Jumping over to the pull/cent/oppo section of the chart, notice how Javy was pulling a nearly career high number. His percent of pitches hit up the middle was a career low. He went opposite field a bit lower than his career numbers were at as well. Somewhat ironically, Javy put up the second highest hard hit percentage of his career. In overall numbers, he only hit the ball hard more often in 2019. I wouldn't have guessed that.


Javy's quality of contact was worse. Was his approach different?

Look at Javy's Z-stats (swings in the strike zone). His z-swing and z-contact rates were both the lowest in 3 years. Particularly his z-contact was down 5% from his career rate. His overall swing % was the lowest since 2016. Overall, he was swinging less at both balls and strikes. His contact rate was also down by a few notches.
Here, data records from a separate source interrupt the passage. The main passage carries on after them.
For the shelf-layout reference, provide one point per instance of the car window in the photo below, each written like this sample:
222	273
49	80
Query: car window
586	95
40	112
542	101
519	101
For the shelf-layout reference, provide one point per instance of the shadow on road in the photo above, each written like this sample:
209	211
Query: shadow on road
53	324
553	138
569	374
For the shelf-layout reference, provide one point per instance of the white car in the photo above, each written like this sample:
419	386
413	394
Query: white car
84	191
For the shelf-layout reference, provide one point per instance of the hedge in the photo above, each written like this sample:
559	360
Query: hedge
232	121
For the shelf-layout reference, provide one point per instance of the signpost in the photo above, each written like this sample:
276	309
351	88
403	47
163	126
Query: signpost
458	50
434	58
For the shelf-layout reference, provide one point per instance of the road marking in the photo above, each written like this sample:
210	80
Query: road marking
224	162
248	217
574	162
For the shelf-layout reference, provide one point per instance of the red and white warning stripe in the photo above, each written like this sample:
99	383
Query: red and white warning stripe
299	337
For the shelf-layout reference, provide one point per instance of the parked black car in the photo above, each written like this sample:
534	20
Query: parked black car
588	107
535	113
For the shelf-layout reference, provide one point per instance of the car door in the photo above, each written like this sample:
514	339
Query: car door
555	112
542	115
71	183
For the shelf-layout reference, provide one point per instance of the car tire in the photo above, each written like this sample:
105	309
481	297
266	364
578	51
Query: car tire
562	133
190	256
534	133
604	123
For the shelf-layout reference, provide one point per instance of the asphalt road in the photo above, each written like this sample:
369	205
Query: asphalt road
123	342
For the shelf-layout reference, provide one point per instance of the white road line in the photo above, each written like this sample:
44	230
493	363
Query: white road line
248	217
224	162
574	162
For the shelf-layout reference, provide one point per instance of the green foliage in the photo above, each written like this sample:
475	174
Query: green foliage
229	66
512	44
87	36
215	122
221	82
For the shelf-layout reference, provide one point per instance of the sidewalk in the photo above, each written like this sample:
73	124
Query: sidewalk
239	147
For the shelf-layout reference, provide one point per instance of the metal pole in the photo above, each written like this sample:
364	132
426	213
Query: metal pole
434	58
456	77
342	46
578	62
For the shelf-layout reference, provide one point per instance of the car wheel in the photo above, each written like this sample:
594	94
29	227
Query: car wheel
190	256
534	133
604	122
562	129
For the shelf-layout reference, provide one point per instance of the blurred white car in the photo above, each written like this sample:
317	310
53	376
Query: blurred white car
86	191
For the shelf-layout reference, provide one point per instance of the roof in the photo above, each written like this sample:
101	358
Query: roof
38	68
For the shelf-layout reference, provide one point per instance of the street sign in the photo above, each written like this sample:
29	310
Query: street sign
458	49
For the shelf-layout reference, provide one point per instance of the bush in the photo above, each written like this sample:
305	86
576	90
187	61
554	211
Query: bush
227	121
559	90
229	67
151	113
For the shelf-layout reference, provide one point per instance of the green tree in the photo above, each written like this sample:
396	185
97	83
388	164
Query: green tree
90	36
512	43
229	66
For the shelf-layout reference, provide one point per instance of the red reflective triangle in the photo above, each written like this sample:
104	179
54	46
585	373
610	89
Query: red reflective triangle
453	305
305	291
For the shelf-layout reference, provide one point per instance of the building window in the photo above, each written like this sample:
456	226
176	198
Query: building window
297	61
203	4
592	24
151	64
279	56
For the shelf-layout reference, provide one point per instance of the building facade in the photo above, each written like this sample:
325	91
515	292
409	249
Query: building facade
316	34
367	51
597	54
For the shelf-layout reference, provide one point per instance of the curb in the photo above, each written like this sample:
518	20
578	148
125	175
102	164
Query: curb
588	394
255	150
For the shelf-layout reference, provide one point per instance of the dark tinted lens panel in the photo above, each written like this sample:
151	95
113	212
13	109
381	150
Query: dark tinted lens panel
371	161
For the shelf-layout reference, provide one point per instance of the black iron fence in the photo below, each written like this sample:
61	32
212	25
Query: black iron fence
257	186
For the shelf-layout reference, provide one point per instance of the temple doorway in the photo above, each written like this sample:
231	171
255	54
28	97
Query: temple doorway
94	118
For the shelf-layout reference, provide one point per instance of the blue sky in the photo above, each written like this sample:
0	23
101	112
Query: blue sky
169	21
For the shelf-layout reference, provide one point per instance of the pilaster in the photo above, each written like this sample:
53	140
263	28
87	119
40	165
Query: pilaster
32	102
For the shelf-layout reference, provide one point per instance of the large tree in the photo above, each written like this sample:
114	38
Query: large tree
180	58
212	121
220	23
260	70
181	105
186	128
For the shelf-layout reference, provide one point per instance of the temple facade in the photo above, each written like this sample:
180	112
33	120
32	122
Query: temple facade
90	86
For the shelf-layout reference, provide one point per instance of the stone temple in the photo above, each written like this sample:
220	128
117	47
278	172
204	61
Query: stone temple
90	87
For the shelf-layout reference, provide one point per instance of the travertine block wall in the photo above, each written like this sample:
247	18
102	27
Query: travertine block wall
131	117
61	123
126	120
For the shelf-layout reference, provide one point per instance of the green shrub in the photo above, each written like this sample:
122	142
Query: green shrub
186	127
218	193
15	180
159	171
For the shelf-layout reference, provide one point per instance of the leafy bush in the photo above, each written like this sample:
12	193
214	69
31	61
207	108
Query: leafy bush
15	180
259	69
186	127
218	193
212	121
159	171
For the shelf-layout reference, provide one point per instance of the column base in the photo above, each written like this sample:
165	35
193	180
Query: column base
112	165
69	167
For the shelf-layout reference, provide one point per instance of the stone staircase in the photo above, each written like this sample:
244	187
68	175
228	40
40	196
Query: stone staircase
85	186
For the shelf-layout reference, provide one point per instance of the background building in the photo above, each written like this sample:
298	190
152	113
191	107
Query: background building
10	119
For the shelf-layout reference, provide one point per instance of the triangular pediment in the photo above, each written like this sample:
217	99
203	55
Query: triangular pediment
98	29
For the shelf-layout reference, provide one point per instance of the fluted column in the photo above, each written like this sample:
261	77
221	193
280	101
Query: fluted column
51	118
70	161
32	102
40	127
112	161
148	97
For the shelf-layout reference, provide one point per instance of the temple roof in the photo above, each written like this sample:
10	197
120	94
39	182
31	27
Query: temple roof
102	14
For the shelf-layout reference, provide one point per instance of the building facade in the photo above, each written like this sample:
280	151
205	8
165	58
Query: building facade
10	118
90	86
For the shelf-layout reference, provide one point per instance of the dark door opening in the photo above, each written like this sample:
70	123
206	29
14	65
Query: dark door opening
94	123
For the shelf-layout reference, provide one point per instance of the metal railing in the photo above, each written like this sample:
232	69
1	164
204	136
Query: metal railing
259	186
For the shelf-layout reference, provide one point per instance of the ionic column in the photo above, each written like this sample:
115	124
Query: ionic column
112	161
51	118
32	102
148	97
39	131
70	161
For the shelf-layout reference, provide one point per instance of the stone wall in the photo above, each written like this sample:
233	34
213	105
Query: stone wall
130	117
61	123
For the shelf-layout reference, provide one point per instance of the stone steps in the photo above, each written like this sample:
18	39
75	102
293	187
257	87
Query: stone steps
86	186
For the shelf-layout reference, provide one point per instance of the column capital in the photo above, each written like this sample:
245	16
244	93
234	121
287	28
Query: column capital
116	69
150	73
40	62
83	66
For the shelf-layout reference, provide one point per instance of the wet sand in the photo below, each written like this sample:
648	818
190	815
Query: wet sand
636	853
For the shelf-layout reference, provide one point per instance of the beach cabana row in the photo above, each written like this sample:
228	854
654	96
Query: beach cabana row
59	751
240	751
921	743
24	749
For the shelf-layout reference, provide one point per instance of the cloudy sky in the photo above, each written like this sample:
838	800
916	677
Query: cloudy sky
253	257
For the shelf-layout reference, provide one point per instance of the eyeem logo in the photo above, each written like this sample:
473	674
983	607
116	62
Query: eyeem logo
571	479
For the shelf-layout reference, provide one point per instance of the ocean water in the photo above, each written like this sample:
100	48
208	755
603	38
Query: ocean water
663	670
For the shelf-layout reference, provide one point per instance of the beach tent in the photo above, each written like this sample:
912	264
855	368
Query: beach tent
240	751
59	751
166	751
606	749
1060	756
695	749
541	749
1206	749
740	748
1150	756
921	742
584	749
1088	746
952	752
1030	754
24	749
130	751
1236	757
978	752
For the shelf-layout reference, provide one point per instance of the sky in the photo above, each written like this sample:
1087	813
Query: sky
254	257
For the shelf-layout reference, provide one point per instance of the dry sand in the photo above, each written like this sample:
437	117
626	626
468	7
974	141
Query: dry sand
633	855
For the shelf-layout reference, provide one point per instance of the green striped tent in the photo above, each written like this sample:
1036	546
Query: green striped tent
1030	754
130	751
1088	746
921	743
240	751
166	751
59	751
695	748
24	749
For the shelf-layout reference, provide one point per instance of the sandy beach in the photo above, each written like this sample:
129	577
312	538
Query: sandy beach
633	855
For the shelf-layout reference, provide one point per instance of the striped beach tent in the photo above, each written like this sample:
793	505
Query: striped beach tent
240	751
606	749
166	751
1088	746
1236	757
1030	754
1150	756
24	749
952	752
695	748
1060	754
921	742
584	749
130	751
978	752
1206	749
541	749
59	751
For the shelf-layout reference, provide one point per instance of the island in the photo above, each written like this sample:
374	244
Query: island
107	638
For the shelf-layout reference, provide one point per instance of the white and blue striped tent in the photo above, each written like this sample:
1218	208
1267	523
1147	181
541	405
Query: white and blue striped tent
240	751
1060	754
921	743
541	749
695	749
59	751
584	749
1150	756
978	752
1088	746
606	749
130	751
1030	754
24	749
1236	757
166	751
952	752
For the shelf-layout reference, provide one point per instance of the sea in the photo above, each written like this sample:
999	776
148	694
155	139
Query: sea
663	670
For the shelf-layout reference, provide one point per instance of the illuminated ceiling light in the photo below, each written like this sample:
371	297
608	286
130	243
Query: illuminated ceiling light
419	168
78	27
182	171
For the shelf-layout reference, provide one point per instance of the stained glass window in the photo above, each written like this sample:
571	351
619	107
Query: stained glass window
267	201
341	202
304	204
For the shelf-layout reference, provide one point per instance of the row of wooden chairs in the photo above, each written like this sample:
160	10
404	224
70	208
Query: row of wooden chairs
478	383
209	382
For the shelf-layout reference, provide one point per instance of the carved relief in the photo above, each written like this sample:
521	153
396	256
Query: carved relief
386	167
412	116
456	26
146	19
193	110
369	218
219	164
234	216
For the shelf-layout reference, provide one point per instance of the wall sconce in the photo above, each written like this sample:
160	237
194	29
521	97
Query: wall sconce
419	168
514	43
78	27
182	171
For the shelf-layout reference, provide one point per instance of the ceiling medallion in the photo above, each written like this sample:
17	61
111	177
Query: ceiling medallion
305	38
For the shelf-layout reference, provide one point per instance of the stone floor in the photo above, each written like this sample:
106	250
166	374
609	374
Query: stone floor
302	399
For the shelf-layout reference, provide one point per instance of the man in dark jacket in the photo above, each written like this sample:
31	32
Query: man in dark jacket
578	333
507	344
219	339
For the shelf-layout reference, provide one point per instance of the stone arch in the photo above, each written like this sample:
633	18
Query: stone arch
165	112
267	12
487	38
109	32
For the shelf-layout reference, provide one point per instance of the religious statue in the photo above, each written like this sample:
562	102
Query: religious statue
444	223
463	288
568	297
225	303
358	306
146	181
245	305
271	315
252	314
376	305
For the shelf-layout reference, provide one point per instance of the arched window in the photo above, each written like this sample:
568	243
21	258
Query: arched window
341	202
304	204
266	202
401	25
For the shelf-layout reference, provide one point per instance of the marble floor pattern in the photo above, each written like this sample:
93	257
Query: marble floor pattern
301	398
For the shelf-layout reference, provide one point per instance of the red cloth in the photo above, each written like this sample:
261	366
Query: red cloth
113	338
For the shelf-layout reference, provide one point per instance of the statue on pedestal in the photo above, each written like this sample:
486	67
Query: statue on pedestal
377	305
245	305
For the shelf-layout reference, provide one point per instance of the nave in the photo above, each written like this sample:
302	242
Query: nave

Here's the "Too Long, Didn't Read" of the above:

  • Javy was hitting the ball softer than before

  • Javy was pulling the ball more often

  • Javy was popping up more often

  • Javy was swinging less

Overall, his numbers were fairly in line with career trends. As always with baseball metrics, some slight changes can lead to drastically different results. I am tempted to think that he was out in front of more pitches, leading to weaker contact. Since he wasn't hitting drastically more grounders, perhaps it was more fly balls to left field, and obviously the infield.


I think it's fixable. With some slight adjustments, we should see the Javy Baez of old. Perhaps with a full season in 2020, he would have had time to make those adjustments. We'll never know for sure, but I am optimistic Javy rebounds in 2021.